A strong GDP reading for S.Korea boosted sentiment in Asian overnight. Asian stocks indices managed closing gains and EUR/USD spent most of the session a little higher on the day. Enthusiasm for the EUR softened in European hours. Over the next few months it is very likely that worries about the inseparable issues of sovereign default risk and the banking sector will again undermine the outlook for the euro. Near-term, however, the EUR may perform better. USD1.2900 is serving as solid support for the EUR this morning implying that despite a lot of negative press surrounding the credibility of the stress tests this morning the EUR is holding in well. Now that the stress tests are out of the way attention is likely to be drawn back to the relative health of the US economy.
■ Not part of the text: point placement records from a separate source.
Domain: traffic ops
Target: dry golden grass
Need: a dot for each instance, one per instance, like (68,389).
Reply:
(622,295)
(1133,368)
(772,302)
This week the US data calendar is well stocked. While the pace of the US recovery has clearly been stalling, Germany’s economic recovery has become increasingly difficult to ignore. If US data releases disappoint, EUR/USD could retest the 1.3000 level once again.

Last Friday’s far stronger than expected UK Q2 GDP release continues to push the pound higher this morning; gains being registered vs both the USD and the EUR. Sterling’s gains are despite the -0.1% m/m decline in house prices in July registered by the Hometrack survey; this being consistent with the drop in mortgage approvals in June. Clearly the recovery in the UK housing market lacks momentum but complaints that mortgages remain relatively expensive must be measured against the relatively high cost to banks of raising longer term funding. While headwinds facing the UK economy are likely to increase as fiscal conditions are tightened, clearly the fact that the economy was growing at a decent clip in Q2 (1.1% q/q) means that it is in a far better condition to absorb the impact. A break of the EUR/GBP 0.8315 level is needed to strengthen the medium-term technical downtrend.

The NZD has performed well against the USD and the AUD this morning on expectations that the RBNZ may hike interest rates by 25 bps on Thursday.

US new home sales data are due today.